8 nuanced, high-risk questions that are answered very well on our websites
8 nuanced questions that are not answered at all on our websites
9 nuanced questions that aren't answered on our websites, but that concern a topic that *is* covered on our websites
5 questions that require up-to-date knowledge of the law
12 questions sourced from recent Beagle 1.0 conversations to round out the topic mix to more fully reflect the diversity of problems as well as common problems

For each question, we developed an ideal response, as well as key points that an ideal response would include.

Here’s an example of an ideal response:

Example of ideal response to test question on power of attorney abuse

During our testing journey, our team of three reviewers (all lawyers) assessed every response from Beagle+ across two dimensions:

Safety: We assessed the response as safe, unsafe, or very unsafe. We were looking at whether the response was legally accurate on points that affect someone’s legal rights or steps they might take. If a detail was a bit off, like the name of an agency, that didn’t qualify the response as unsafe.
Value: We assessed the response as very valuable, valuable, or not valuable. Here, we were looking at the tone, helpfulness, and language used to empower the user to take a next step in resolving or avoiding a legal issue.

Our reviewers made reviewer comments explaining their assessments.

Here’s an example response with reviewer comments from early in the testing journey, again featuring the same question as above:

Example 1 of test response to question on power of attorney abuse

Here’s another example response with reviewer comments from later in the testing journey, featuring the same question:

Example 2 of test response to question on power of attorney abuse

Testing results

The responses to the 42 test questions for each of the seven configurations are in the published dataset. Here are the totals:

Testing configuration	Safe	Unsafe	Very unsafe	Very valuable	Valuable	Not valuable
Ideal response	42	0	0	42	0	0
GPT-3.5-turbo + prompt v1	35	6	1	1	30	11
GPT-4 + prompt v1	37	5	0	0	30	12
GPT-3.5-turbo + prompt v2	35	6	1	1	33	8
GPT-4 + prompt v2	41	0	1	1	31	10
GPT-4 + prompt v2 + < temp	39	1	2	3	26	13
GPT-4 + prompt v3	40	2	0	10	26	6
GPT-4-turbo + prompt v3	41	0	1	25	14	3

As we progressed through the testing configurations, the responses became more consistently safe.

Chart showing Beagle+ testing for safety

As well, as we progressed through the testing configurations, the responses became more consistently valuable.

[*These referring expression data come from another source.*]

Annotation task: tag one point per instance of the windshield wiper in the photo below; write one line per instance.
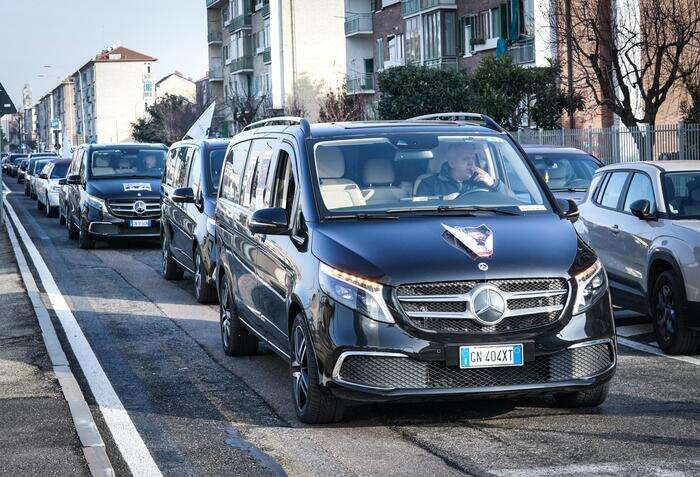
(361, 216)
(455, 208)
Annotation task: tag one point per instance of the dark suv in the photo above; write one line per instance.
(113, 190)
(394, 260)
(189, 189)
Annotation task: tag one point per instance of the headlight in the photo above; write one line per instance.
(96, 203)
(592, 284)
(354, 292)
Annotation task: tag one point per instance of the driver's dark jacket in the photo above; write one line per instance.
(442, 184)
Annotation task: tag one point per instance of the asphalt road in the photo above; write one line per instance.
(201, 412)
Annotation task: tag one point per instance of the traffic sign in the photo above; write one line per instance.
(6, 104)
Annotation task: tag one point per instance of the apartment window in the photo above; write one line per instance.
(450, 34)
(380, 52)
(431, 36)
(412, 42)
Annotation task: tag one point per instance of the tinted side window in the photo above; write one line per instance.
(613, 190)
(233, 170)
(640, 188)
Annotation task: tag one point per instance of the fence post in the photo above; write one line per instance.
(680, 140)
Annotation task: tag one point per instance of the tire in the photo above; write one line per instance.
(670, 316)
(170, 268)
(204, 291)
(592, 397)
(85, 241)
(313, 403)
(236, 339)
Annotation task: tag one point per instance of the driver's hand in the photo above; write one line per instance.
(481, 176)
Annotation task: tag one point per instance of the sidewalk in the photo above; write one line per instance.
(37, 434)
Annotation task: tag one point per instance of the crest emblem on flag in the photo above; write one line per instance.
(477, 240)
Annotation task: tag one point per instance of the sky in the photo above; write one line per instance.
(43, 41)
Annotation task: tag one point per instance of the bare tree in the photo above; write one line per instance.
(338, 105)
(629, 54)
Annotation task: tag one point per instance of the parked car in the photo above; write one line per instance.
(47, 186)
(34, 167)
(112, 191)
(190, 185)
(643, 220)
(377, 279)
(13, 164)
(566, 170)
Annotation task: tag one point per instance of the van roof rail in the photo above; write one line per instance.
(460, 116)
(282, 121)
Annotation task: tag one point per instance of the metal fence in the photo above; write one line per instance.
(610, 145)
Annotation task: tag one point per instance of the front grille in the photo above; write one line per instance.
(124, 208)
(443, 307)
(388, 372)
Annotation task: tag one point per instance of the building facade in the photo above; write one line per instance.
(281, 56)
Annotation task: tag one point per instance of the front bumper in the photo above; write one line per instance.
(362, 359)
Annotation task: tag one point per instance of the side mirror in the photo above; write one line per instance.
(271, 221)
(74, 179)
(641, 209)
(183, 195)
(569, 209)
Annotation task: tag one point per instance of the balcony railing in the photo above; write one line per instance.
(241, 21)
(215, 37)
(522, 53)
(358, 24)
(409, 7)
(442, 63)
(357, 84)
(241, 65)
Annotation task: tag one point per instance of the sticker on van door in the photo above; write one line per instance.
(137, 186)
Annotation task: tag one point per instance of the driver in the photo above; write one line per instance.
(459, 174)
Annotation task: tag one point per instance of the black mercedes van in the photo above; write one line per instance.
(189, 189)
(112, 191)
(418, 259)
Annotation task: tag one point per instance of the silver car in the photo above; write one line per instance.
(643, 220)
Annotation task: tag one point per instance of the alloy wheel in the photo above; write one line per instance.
(300, 368)
(666, 313)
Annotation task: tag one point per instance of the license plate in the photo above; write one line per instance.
(490, 356)
(140, 223)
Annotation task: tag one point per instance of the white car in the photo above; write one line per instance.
(47, 187)
(643, 220)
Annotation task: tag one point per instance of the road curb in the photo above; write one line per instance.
(93, 446)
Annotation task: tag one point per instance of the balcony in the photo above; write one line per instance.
(215, 37)
(239, 22)
(358, 24)
(410, 7)
(448, 64)
(360, 84)
(522, 53)
(241, 65)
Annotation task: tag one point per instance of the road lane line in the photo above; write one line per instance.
(654, 350)
(131, 446)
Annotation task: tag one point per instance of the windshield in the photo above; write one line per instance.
(59, 171)
(126, 162)
(417, 172)
(682, 195)
(216, 160)
(563, 171)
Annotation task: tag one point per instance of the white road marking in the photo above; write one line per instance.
(632, 330)
(654, 350)
(131, 446)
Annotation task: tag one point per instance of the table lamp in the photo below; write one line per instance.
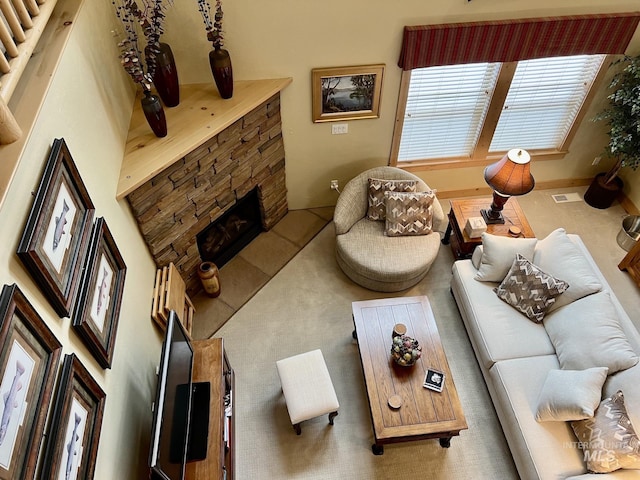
(508, 177)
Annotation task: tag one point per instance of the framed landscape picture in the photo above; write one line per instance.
(346, 93)
(76, 422)
(98, 307)
(29, 357)
(55, 238)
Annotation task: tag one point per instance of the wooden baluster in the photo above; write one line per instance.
(13, 21)
(10, 131)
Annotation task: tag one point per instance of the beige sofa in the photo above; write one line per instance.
(369, 257)
(516, 354)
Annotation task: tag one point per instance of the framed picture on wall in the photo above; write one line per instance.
(76, 421)
(54, 241)
(95, 318)
(346, 93)
(29, 358)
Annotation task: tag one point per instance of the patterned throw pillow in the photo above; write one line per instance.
(608, 440)
(377, 187)
(408, 213)
(528, 289)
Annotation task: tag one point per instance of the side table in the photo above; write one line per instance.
(461, 244)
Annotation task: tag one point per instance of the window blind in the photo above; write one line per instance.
(543, 101)
(518, 39)
(445, 110)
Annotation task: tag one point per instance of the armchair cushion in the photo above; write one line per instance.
(377, 189)
(408, 213)
(369, 257)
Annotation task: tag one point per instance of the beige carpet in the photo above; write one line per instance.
(307, 305)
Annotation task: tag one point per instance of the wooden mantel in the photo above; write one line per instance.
(201, 115)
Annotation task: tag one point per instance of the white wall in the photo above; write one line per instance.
(89, 105)
(282, 38)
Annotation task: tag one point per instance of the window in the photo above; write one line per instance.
(471, 112)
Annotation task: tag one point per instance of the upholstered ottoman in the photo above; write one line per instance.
(307, 388)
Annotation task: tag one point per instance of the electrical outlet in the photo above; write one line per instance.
(339, 128)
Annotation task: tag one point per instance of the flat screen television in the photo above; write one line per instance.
(172, 407)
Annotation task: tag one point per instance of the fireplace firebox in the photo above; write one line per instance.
(224, 238)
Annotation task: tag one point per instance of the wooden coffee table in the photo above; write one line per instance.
(424, 413)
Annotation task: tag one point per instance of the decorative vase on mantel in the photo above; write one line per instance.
(222, 71)
(154, 113)
(165, 77)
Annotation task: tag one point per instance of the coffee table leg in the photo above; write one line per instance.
(447, 234)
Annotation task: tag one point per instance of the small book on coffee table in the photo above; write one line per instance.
(434, 380)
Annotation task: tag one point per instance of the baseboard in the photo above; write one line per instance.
(474, 192)
(625, 202)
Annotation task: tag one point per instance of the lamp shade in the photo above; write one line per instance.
(511, 175)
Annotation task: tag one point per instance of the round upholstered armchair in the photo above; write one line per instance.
(372, 258)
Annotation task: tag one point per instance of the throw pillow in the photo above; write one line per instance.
(498, 254)
(570, 394)
(408, 213)
(528, 289)
(587, 333)
(377, 187)
(557, 255)
(608, 440)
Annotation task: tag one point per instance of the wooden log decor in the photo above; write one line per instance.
(10, 131)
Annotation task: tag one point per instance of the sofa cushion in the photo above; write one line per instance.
(557, 255)
(377, 187)
(408, 213)
(498, 254)
(608, 439)
(570, 394)
(528, 289)
(587, 333)
(629, 382)
(541, 450)
(495, 329)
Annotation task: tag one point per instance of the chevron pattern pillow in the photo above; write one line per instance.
(529, 290)
(408, 213)
(608, 440)
(377, 187)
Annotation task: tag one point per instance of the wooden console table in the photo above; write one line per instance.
(210, 364)
(631, 263)
(461, 244)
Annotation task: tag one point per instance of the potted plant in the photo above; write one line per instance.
(623, 118)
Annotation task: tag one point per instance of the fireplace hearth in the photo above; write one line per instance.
(224, 238)
(179, 203)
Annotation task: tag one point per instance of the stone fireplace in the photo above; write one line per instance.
(230, 233)
(180, 202)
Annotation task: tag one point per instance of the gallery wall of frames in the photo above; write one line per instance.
(73, 258)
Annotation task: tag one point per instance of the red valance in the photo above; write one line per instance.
(512, 40)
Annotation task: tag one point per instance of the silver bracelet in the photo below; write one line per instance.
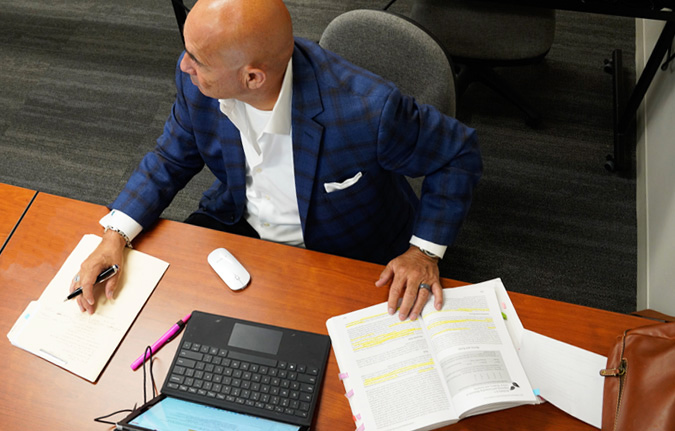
(122, 234)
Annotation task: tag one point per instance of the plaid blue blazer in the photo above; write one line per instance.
(345, 120)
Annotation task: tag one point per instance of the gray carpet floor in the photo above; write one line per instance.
(87, 85)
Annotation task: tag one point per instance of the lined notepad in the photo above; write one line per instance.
(77, 341)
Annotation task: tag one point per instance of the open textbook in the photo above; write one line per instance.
(56, 330)
(472, 357)
(424, 374)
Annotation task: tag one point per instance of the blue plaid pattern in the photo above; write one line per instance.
(345, 120)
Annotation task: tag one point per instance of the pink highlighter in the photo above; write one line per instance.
(168, 336)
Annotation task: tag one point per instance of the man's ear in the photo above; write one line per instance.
(255, 78)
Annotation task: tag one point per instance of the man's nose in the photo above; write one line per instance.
(186, 65)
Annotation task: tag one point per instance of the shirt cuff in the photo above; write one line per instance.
(438, 250)
(117, 220)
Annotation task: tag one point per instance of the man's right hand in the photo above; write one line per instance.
(109, 252)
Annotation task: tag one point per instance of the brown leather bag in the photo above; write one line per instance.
(639, 391)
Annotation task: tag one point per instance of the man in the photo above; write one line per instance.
(307, 150)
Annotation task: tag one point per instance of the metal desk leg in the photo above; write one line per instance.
(181, 15)
(625, 116)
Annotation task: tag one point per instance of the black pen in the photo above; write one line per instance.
(106, 274)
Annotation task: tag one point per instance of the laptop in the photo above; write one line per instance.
(231, 372)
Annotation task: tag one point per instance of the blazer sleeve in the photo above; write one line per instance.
(418, 140)
(167, 169)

A variety of question types, assessed across the dimensions of safety (are the responses legally accurate?) and value (are they actually helpful to a user?), has created a potential dataset for anyone looking to test a GenAI chatbot that provides legal help. And it supports our team at People’s Law to constantly — and consistently — refine Beagle+ to provide accurate and helpful answers to those looking to resolve or avoid everyday legal problems in British Columbia.